On 10/26/2016 12:58 AM, Larry Evans wrote:
On 10/25/2016 11:07 PM, Michael Marcin wrote:
On 10/25/2016 8:23 PM, Larry Evans wrote:
At the very least support for the basic SSE 16 byte alignment of subarrays is crucial.
My best idea so far is some magic wrapper type that gets special treatment. Like: using data_t = soa_block< float3, soa_align<float,16>, bool >;
Something like:
template<typename T, std::size_t Alignment> struct alignas(Alignment) soa_align { T data; };
Have you tried that yet. If not, I might try.
The issue is you don't want to overalign all elements of the array, just the first element.
But aligning the first soa_align<T,A> is all that's needed because sizeof(soa_align<T,A>)%A == 0, hence, all subsequent elements would be aligned. At least that's my understanding. Am I missing something?

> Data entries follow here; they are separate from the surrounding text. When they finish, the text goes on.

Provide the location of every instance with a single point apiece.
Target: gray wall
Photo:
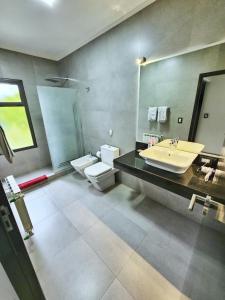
(211, 130)
(32, 71)
(108, 63)
(173, 83)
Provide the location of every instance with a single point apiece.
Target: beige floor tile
(143, 282)
(112, 250)
(76, 273)
(81, 217)
(51, 236)
(117, 292)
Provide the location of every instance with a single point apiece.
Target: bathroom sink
(172, 160)
(183, 146)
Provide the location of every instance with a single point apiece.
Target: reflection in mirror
(172, 83)
(211, 124)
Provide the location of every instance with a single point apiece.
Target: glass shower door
(62, 125)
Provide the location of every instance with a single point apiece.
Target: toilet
(102, 174)
(83, 162)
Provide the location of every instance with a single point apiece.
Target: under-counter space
(187, 184)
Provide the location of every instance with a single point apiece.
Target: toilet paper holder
(207, 204)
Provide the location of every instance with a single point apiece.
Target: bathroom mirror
(208, 119)
(177, 83)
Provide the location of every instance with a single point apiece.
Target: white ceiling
(54, 31)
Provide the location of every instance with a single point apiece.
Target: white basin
(172, 160)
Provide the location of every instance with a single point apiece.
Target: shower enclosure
(62, 124)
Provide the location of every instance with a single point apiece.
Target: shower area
(63, 126)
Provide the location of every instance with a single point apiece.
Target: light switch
(180, 120)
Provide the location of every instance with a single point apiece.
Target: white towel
(162, 114)
(5, 148)
(152, 113)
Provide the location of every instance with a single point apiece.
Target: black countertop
(191, 182)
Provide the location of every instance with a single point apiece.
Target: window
(14, 115)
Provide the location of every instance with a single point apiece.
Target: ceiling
(54, 28)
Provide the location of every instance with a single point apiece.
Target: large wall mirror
(190, 90)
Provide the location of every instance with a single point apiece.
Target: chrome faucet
(173, 145)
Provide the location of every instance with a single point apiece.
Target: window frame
(24, 104)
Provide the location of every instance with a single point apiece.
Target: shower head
(63, 80)
(56, 79)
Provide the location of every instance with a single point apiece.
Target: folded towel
(152, 113)
(5, 148)
(162, 114)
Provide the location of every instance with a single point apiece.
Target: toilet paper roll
(220, 174)
(221, 164)
(98, 154)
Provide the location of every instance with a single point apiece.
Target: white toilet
(102, 174)
(83, 162)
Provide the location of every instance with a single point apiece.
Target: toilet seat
(83, 162)
(97, 169)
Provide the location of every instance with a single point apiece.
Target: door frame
(15, 259)
(198, 102)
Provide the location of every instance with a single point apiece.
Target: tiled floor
(119, 245)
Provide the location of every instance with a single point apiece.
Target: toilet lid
(83, 161)
(97, 169)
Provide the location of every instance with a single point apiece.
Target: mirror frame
(198, 102)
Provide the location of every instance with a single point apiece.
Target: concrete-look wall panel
(108, 63)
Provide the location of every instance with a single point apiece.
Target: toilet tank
(108, 153)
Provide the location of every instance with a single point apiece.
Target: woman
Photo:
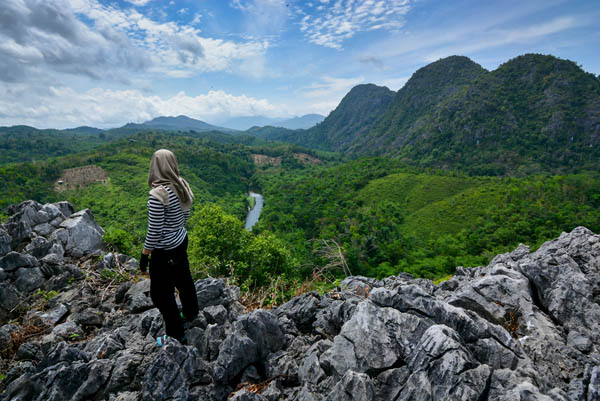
(168, 211)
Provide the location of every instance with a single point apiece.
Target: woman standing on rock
(168, 211)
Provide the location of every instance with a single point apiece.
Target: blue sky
(65, 63)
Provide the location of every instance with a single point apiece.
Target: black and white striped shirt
(165, 223)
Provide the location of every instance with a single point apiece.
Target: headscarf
(165, 172)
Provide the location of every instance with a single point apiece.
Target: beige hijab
(165, 172)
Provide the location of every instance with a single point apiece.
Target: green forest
(470, 164)
(370, 216)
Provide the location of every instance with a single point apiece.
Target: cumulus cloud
(62, 107)
(264, 17)
(38, 34)
(45, 36)
(330, 23)
(139, 2)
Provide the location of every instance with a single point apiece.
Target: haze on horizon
(103, 63)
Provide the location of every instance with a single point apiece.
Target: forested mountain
(23, 143)
(533, 114)
(247, 122)
(304, 122)
(354, 117)
(179, 123)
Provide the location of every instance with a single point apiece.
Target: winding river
(254, 214)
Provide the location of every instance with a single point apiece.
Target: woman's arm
(156, 221)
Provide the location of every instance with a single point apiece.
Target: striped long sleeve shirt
(165, 223)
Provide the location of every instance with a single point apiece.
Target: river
(254, 214)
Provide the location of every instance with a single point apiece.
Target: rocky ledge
(526, 327)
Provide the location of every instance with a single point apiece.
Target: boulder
(5, 242)
(137, 298)
(15, 260)
(49, 318)
(352, 387)
(84, 235)
(38, 247)
(65, 208)
(252, 339)
(9, 299)
(29, 352)
(211, 291)
(173, 370)
(28, 280)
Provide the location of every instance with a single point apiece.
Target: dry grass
(254, 387)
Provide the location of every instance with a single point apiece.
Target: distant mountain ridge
(534, 113)
(179, 123)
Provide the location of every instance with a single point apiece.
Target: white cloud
(139, 2)
(331, 23)
(38, 35)
(62, 107)
(330, 87)
(45, 36)
(394, 84)
(501, 37)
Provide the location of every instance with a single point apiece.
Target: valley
(457, 166)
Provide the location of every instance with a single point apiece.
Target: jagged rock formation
(526, 327)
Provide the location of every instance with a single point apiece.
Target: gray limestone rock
(29, 352)
(65, 208)
(216, 314)
(253, 338)
(137, 298)
(49, 318)
(67, 330)
(9, 299)
(244, 395)
(5, 242)
(28, 280)
(211, 291)
(525, 327)
(38, 247)
(6, 336)
(301, 310)
(15, 260)
(84, 235)
(352, 387)
(174, 369)
(373, 340)
(44, 229)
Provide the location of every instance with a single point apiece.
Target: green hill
(533, 114)
(388, 217)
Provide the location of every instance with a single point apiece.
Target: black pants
(170, 269)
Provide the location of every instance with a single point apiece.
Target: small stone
(89, 317)
(216, 314)
(29, 279)
(44, 229)
(137, 298)
(15, 260)
(68, 331)
(65, 208)
(5, 242)
(6, 333)
(29, 352)
(50, 318)
(580, 342)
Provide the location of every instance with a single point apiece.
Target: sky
(104, 63)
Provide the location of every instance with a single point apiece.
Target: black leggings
(170, 269)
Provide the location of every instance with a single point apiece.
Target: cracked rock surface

Perhaps I'm misunderstanding. Using your struct above: std::array< soa_align<float, 16>, 4 > data; std::cout << "align array: " << alignof(decltype(data)) << '\n' << "size element: " << sizeof( data[0] ) << '\n' << "size array: " << sizeof( data ) << '\n' << "offset[1]: " << (char*)&(data[1]) - (char*)data.data() << '\n'; align array: 16 size element: 16 size array: 64 offset[1]: 16 For data to work with SSE instructions this needs to report: align array: 16 size element: 4 size array: 16 offset[1]: 4 i.e. 4 floats have to be contiguous in memory, and the *first* float has to be aligned to 16 bytes.
I have a working solution (using Peter Dimov's mp11 library as I'm not well-versed in post cpp03 metaprogramming).
I'm just trying to play around with implementation ideas at the moment.
Basically it'd be a nice to store only a single pointer and cheap constant time member sub-array access.
But with alignment concerns all I've managed so far are two implementations.
1. 1 pointer with linear time member array access 2. n-pointers with constant time member array access
I feel like there should exist implementation that trades a bit of dynamic allocation size for a single pointer and constant time member array access.
I intended soa_block to fill that need (after all the tasks shown in the **TODO** comments were done). If you see some flaw in the code, of course, I love to hear about it. **TODO**
IIRC it had implemented roughly the #2 strategy, storing a pointer + an array of n+1 offsets to access n members in constant time.